Why use Curify for ASL video translation?

  • Automatic — no manual interpreter step. Upload a signed video, get English subtitles.
  • Built for content, not lab demos — handles real-world camera angles, varied signing styles, and conversational pacing.
  • Output formats designed for distribution: burned-in subtitles, SRT for YouTube, or plain transcript text.
  • Demo-only today; sign up for early access to translate your own ASL footage when the pipeline opens.

Frequently Asked Questions

Is the ASL video translator available today?

Not yet — this page is a working demo on a real ASL clip. The production pipeline is in private testing. Join early access and we will reach out when it opens for uploads.

Does it work on languages other than ASL?

The current demo targets American Sign Language specifically. Sign languages are not mutually intelligible — BSL (British), Auslan (Australian), and LSF (French) have different grammars and vocabularies. We are scoping additional sign languages based on demand from early-access signups.

What is AI ASL video translation?

ASL video translation converts a signed video performance into written English. Unlike speech-to-text or video transcription, which translate audio into text, ASL translation has to read the visual modality — the signer's handshape, location, movement, palm orientation, and the non-manual markers (facial expressions, head tilts, body shifts) that carry grammatical meaning. There is no audio track to fall back on.

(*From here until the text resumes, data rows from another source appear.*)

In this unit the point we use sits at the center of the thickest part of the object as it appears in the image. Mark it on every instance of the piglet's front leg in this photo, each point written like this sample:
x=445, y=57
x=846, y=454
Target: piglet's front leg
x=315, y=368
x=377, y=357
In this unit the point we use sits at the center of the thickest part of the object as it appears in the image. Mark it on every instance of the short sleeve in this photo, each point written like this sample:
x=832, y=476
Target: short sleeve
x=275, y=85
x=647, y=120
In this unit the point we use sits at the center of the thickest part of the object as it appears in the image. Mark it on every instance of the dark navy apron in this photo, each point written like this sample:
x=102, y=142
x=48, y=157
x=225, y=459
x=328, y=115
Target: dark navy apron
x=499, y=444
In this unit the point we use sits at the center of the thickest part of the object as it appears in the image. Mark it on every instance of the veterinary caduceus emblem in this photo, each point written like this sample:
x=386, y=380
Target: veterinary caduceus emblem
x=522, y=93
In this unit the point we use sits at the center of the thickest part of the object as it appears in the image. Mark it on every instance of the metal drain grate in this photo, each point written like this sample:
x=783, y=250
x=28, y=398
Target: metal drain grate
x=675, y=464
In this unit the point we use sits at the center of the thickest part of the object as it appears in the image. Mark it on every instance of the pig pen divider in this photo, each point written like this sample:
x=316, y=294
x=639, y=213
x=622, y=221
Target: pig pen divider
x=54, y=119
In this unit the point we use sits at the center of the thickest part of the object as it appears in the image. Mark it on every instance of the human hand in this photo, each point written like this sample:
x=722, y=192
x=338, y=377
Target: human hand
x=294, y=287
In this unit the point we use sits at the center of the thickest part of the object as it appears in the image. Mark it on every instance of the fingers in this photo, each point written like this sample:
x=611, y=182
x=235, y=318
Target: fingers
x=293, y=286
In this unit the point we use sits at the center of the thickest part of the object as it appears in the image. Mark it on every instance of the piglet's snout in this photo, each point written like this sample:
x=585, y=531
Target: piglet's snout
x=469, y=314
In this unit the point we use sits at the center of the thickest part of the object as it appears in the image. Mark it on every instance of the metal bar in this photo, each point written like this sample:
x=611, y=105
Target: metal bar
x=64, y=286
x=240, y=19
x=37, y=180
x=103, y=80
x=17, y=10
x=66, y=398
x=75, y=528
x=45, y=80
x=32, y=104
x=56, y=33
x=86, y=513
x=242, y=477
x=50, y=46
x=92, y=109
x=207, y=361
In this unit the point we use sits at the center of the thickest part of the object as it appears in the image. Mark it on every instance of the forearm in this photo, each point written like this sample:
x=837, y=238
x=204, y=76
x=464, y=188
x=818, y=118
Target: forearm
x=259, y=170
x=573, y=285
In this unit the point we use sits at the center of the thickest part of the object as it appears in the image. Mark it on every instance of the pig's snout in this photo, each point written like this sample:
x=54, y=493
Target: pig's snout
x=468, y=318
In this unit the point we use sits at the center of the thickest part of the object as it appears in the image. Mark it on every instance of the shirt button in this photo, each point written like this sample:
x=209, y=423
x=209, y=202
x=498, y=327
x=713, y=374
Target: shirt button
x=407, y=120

ASL is also not a one-to-one map of English. It has its own grammar, word order, and idiomatic phrasing. Word-for-sign substitution produces output that is technically literal but reads as broken English. Quality translation has to recognize the visual signal AND restructure the result into natural English — closer to translating between two languages than transcribing one.

The goal: a deaf or hard-of-hearing signer records a video; a hearing audience reads English subtitles or a transcript. The translation is the bridge.

How does Curify translate ASL video?

The pipeline runs in four stages. First, the source video is processed frame-by-frame to localize the signer, isolate the upper body, and segment the signing space — discarding background motion that is not part of the sign.

Second, a vision encoder reads the visual stream and produces a sequence of sign-aware embeddings: handshape, movement vectors, and the non-manual markers (facial expression, head tilt, eye gaze) that change a sign from a statement into a question.

Third, a translation head decodes those embeddings into English text. The decoder is trained on parallel ASL-English video corpora, so it restructures ASL grammar into natural English rather than producing a literal gloss.

Fourth, the translated text is aligned back to the source timing — each English sentence is anchored to the seconds of video that produced it. That gives you subtitles you can drop straight into a video editor, plus an SRT export that loads cleanly into YouTube.

The demo on this page is the production model running on one real conversational ASL clip. Early-access uploads will run the same pipeline.

Where ASL video translation matters

For deaf and hard-of-hearing creators

Sign language is your primary language for video content; English subtitles unlock the hearing audience without forcing you to record twice. Upload the signed take, get the English subtitle track.

For educators and accessibility teams

Course videos signed by a deaf instructor — or interpreted in ASL for a mixed classroom — get English transcripts automatically. The same pipeline handles ADA-compliant captioning for institutional video libraries.

For internal comms and product teams

Customer-support videos, onboarding clips, and internal town halls recorded in ASL stay searchable across your stack — the English transcript is what your search index actually reads.